1. Find the account of Gary Hunter (I don’t know his account name).

The first objective is to find the account name Gary Hunter. After playing around with the site you come across a user info page. Now you can sit there and guess the username all day but we don’t want to do that. How about we try some SQL Injections first.

Bingo…SQL injections work and there is a list of usernames

GaryWilliamHunter : — $$$$$ –

Now you know his username.

2. Move the $10,000,000 into the account dropCash

So what do we do with this? Well let’s register and login. After you register and login check your cookies and you should see the following:

what happens if you change the accountUsername value from your username to GaryWilliamHunter? Nothing really but after you change it try to do an account transfer to dropCash for 10000000.

You will notice you were able to move the money. It seems that the cookie was helping the application know who you were and since we changed it to GaryWilliamHunter we were able to trick the application in thinking we are him.

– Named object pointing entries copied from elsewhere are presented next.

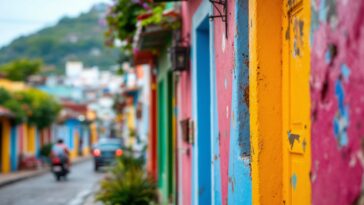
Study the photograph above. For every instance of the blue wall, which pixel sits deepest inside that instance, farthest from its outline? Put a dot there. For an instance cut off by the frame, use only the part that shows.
(203, 112)
(239, 161)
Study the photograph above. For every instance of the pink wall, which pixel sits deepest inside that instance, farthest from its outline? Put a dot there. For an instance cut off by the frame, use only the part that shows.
(337, 60)
(184, 106)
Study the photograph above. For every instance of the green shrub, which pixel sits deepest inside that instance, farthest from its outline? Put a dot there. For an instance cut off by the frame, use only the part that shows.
(127, 184)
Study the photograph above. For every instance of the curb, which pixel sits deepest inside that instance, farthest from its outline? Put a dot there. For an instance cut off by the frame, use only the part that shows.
(39, 172)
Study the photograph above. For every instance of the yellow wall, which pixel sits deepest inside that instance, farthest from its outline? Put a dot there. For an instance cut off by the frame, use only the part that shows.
(296, 103)
(266, 100)
(273, 79)
(5, 146)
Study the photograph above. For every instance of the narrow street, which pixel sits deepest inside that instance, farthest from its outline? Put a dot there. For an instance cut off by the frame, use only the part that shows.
(45, 190)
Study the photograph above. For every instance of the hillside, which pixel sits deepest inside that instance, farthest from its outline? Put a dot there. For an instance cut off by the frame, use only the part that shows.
(79, 38)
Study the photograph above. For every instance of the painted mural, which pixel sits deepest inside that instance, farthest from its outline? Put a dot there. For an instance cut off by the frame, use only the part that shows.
(337, 101)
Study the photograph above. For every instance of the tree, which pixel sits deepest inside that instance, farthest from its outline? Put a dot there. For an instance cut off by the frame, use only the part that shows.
(21, 69)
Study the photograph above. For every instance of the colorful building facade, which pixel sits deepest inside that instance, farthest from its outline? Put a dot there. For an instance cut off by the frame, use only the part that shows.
(269, 110)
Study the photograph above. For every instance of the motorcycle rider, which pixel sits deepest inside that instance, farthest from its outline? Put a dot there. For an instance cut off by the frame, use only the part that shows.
(60, 150)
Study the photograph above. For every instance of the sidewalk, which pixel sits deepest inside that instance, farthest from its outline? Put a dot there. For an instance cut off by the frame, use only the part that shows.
(6, 179)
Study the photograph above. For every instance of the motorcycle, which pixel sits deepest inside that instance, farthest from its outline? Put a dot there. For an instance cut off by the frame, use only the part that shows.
(59, 168)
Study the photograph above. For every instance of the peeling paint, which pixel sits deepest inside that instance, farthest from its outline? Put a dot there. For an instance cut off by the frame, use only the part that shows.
(298, 36)
(292, 138)
(336, 93)
(294, 181)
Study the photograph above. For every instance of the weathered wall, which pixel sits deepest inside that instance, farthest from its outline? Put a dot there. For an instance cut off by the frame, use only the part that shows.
(185, 110)
(265, 100)
(232, 181)
(337, 100)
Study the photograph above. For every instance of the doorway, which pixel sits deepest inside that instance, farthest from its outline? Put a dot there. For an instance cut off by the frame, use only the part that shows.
(203, 111)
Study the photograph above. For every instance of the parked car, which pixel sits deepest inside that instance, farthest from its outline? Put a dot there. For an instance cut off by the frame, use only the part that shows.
(106, 151)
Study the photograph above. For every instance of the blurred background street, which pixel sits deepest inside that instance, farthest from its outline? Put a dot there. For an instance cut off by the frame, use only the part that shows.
(80, 184)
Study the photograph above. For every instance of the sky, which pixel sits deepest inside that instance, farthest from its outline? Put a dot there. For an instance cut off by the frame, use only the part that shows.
(22, 17)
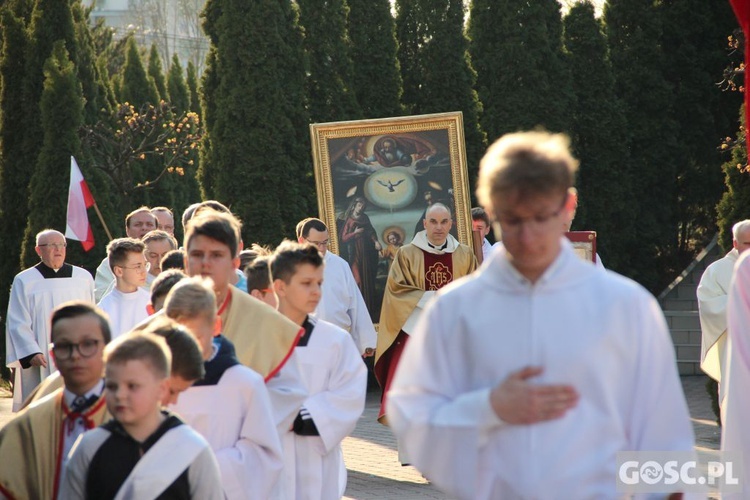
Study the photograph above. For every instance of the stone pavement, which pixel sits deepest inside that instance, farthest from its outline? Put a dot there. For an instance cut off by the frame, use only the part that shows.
(372, 460)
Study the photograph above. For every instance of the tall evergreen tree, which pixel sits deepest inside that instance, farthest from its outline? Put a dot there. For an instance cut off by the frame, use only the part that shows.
(695, 37)
(94, 83)
(441, 67)
(376, 78)
(51, 20)
(14, 173)
(735, 202)
(62, 115)
(137, 88)
(156, 73)
(599, 135)
(329, 82)
(207, 170)
(634, 32)
(185, 190)
(176, 87)
(522, 79)
(253, 92)
(192, 83)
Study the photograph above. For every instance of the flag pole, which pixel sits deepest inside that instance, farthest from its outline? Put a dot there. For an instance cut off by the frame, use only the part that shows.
(106, 229)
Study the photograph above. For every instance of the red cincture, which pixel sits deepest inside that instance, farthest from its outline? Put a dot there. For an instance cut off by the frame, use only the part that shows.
(71, 416)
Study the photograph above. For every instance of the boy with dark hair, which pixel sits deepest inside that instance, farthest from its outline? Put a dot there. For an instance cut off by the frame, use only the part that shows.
(187, 356)
(35, 444)
(126, 304)
(158, 244)
(259, 281)
(174, 259)
(263, 338)
(480, 222)
(230, 406)
(342, 303)
(161, 287)
(333, 372)
(143, 452)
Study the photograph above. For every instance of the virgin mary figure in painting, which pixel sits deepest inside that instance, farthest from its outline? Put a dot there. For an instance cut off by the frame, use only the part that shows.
(360, 247)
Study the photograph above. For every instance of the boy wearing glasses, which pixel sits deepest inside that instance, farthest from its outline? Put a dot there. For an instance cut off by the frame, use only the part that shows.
(34, 294)
(127, 303)
(36, 443)
(539, 368)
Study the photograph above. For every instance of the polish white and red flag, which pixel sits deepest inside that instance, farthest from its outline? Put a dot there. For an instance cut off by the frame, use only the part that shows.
(79, 199)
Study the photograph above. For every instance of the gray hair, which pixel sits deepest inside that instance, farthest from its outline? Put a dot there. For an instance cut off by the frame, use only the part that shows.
(45, 232)
(740, 227)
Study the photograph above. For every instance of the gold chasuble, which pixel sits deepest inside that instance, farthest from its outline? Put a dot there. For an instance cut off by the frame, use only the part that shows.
(31, 446)
(263, 337)
(417, 268)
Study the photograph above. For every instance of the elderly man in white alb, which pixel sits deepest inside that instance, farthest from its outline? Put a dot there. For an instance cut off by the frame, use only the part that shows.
(33, 296)
(712, 295)
(526, 379)
(341, 302)
(735, 411)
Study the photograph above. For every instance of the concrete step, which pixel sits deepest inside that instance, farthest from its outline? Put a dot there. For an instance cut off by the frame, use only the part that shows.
(686, 290)
(688, 353)
(686, 336)
(689, 368)
(682, 320)
(673, 304)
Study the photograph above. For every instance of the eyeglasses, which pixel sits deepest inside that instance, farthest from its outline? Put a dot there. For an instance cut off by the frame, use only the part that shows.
(535, 223)
(319, 244)
(86, 349)
(138, 267)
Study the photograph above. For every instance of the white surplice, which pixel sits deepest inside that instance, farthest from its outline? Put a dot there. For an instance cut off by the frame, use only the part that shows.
(104, 279)
(597, 331)
(27, 327)
(342, 304)
(336, 379)
(125, 310)
(712, 293)
(286, 391)
(735, 410)
(235, 418)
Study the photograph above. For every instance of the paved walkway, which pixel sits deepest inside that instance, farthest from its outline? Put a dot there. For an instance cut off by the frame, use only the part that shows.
(372, 460)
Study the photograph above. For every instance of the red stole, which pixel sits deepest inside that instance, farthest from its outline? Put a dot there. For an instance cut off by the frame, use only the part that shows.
(438, 270)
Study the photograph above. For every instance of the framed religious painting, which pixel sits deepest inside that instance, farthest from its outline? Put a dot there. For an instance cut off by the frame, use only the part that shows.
(375, 180)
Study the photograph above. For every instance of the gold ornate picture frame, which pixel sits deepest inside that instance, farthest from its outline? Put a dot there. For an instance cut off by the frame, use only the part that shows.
(376, 178)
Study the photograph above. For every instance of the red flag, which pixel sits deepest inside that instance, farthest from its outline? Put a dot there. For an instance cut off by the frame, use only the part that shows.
(742, 11)
(79, 199)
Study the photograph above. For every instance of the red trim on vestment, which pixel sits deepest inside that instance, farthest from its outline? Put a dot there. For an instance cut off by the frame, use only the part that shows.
(286, 358)
(87, 423)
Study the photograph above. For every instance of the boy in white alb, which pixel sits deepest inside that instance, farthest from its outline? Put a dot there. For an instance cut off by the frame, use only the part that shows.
(333, 372)
(525, 379)
(143, 452)
(230, 406)
(127, 303)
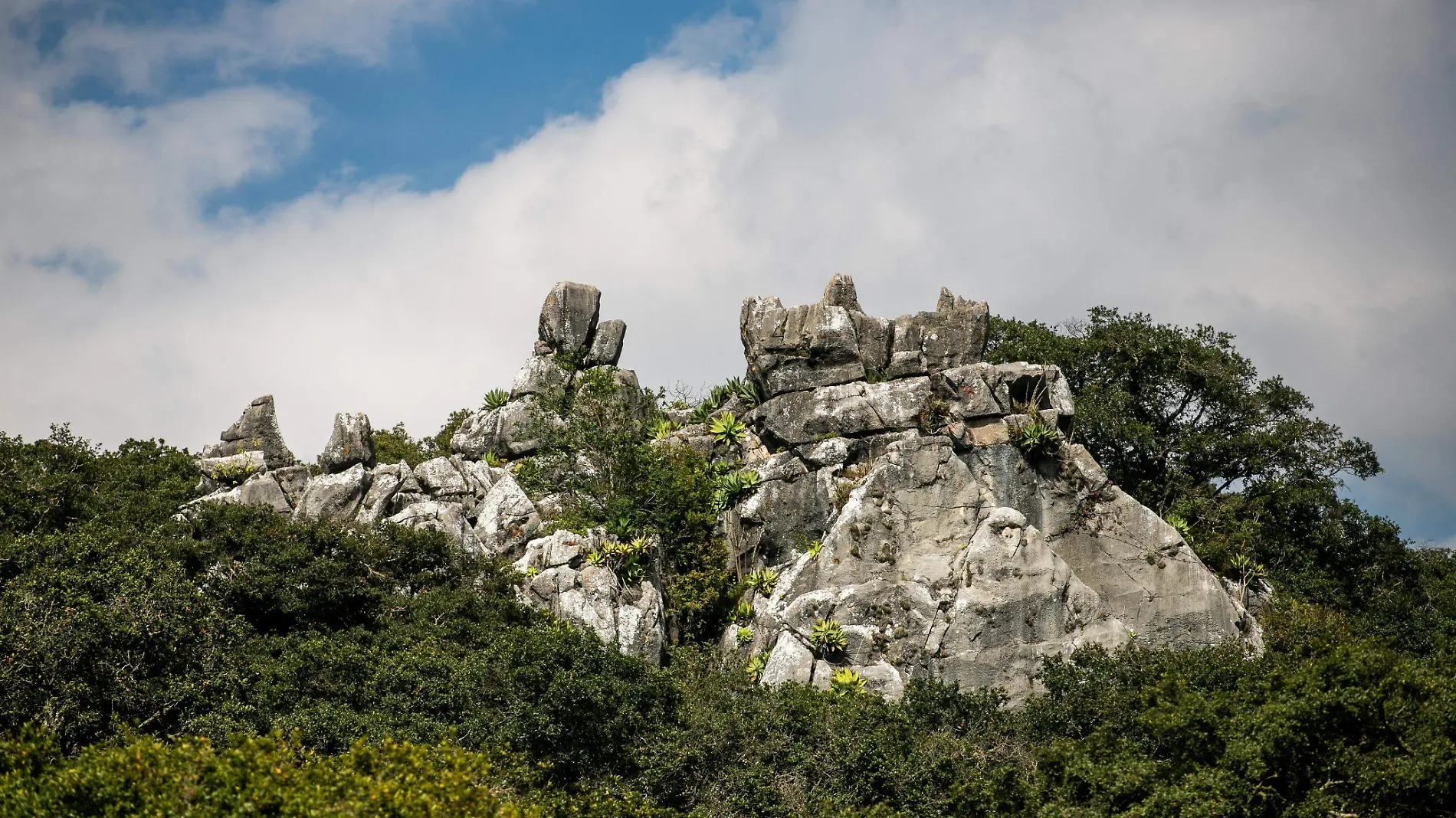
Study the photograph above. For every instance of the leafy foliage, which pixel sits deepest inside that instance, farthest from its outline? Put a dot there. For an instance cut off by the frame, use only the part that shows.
(846, 682)
(829, 636)
(339, 672)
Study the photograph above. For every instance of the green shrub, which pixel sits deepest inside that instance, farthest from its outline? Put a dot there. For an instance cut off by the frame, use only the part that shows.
(846, 682)
(495, 399)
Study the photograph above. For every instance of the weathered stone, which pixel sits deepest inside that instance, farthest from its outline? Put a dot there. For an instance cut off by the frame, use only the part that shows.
(351, 443)
(841, 293)
(966, 392)
(606, 347)
(799, 348)
(506, 519)
(831, 452)
(255, 431)
(849, 409)
(440, 478)
(264, 489)
(931, 571)
(293, 479)
(509, 431)
(538, 376)
(569, 316)
(789, 661)
(385, 483)
(334, 496)
(438, 515)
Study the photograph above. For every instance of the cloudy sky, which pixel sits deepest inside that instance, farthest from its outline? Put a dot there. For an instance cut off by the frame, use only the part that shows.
(359, 204)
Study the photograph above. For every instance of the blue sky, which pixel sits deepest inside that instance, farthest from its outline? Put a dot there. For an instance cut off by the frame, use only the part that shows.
(359, 205)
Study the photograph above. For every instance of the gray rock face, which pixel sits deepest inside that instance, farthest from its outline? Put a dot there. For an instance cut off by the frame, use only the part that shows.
(833, 342)
(946, 554)
(854, 409)
(891, 501)
(351, 443)
(255, 431)
(593, 597)
(538, 376)
(606, 347)
(569, 316)
(334, 496)
(507, 519)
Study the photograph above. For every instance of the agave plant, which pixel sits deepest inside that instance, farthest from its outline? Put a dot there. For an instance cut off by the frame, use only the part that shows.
(497, 398)
(846, 682)
(763, 581)
(1035, 437)
(744, 391)
(727, 430)
(828, 636)
(756, 667)
(1181, 525)
(734, 486)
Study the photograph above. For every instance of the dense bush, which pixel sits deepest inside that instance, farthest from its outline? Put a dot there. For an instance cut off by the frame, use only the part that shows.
(238, 663)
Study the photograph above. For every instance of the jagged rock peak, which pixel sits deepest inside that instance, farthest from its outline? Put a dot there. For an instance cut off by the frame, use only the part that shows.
(841, 293)
(257, 430)
(351, 443)
(569, 316)
(835, 341)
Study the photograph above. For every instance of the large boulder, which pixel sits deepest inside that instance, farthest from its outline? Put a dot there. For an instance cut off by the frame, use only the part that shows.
(255, 431)
(569, 316)
(506, 519)
(606, 347)
(334, 496)
(593, 597)
(351, 444)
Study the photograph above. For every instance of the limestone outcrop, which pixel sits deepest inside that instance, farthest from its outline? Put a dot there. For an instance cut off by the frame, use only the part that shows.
(899, 502)
(897, 511)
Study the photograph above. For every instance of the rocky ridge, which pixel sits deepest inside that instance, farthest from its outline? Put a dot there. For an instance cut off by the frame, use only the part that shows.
(897, 528)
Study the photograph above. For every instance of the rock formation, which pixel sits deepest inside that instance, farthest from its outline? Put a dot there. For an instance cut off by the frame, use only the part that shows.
(899, 502)
(897, 507)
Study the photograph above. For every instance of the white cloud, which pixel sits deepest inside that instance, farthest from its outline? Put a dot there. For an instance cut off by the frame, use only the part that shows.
(1276, 169)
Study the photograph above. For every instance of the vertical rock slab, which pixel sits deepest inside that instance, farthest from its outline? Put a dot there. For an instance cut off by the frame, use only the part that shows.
(351, 444)
(255, 431)
(569, 316)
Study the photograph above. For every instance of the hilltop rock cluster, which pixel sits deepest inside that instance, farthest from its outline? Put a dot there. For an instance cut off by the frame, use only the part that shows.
(900, 527)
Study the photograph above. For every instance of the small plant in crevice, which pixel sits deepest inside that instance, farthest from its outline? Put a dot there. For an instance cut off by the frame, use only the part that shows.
(727, 430)
(1035, 437)
(1250, 572)
(756, 666)
(746, 392)
(629, 561)
(763, 581)
(497, 398)
(734, 486)
(1181, 525)
(935, 418)
(828, 636)
(846, 682)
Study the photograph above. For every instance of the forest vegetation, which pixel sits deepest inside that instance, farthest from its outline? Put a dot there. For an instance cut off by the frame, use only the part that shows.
(238, 663)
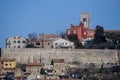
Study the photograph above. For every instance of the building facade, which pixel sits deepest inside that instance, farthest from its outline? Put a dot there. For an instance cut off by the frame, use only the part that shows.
(34, 68)
(16, 42)
(80, 31)
(59, 67)
(62, 43)
(85, 19)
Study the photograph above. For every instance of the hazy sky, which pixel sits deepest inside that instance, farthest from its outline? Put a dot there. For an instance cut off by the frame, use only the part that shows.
(20, 17)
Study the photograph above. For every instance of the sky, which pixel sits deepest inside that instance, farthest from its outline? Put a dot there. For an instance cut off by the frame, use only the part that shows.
(21, 17)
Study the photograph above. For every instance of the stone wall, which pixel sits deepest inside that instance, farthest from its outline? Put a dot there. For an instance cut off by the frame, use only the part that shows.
(29, 55)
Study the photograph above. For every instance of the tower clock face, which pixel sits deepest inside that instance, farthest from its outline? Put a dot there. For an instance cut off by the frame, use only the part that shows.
(84, 19)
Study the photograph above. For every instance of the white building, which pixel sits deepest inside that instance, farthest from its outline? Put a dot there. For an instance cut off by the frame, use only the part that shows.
(16, 42)
(85, 18)
(62, 43)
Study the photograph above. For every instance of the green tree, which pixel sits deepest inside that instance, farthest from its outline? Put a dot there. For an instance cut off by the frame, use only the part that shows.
(99, 36)
(42, 71)
(74, 38)
(113, 39)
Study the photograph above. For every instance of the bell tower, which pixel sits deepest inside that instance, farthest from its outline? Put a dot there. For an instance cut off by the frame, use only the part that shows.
(85, 18)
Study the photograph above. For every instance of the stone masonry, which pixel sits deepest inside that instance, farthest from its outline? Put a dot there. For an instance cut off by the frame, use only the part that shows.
(29, 55)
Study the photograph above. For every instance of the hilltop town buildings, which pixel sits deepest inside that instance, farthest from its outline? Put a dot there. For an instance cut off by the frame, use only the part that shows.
(16, 42)
(82, 30)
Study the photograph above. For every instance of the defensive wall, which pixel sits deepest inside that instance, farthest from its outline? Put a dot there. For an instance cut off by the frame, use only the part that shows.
(29, 55)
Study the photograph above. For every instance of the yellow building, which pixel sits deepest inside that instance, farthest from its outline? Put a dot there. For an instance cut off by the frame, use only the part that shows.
(9, 63)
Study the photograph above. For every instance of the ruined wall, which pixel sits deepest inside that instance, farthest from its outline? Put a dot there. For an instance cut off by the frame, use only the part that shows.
(29, 55)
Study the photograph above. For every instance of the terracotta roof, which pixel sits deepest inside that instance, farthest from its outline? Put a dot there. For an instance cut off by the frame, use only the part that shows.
(58, 60)
(7, 59)
(34, 64)
(112, 30)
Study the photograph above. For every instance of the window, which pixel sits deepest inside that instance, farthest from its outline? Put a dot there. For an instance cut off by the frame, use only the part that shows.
(38, 70)
(55, 43)
(14, 41)
(18, 41)
(74, 31)
(66, 43)
(48, 43)
(14, 37)
(84, 33)
(18, 37)
(38, 43)
(6, 64)
(84, 19)
(68, 31)
(23, 41)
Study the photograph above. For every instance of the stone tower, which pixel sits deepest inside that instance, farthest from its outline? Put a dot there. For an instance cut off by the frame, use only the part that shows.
(85, 18)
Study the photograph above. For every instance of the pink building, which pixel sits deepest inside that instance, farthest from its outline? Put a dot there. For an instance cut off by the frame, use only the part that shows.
(80, 31)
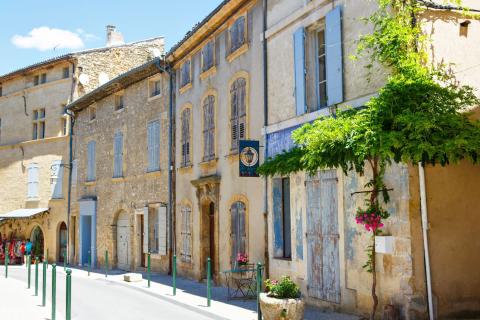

3. Clear The Logs, They’re held in the folder ‘logFiles’.

When we log into the application we notice a button that says “Clear files in Personal Folder” This is a clear indication to me that this button invokes a method that deletes things. So lets look at the source:

It seems that the cleardir.php files takes the variable dir=MetroSQLFiles

So if we were to change MetroSQLFiles to logFiles this should delete the files.

The easiest way to do this is to use tamper data. This is a firefox addon that will allow you to see the post variables and change them before being submitted. There are other ways and some of my other tutorials show them but hopefully if you have gotten this far you should have some understanding of what you are doing.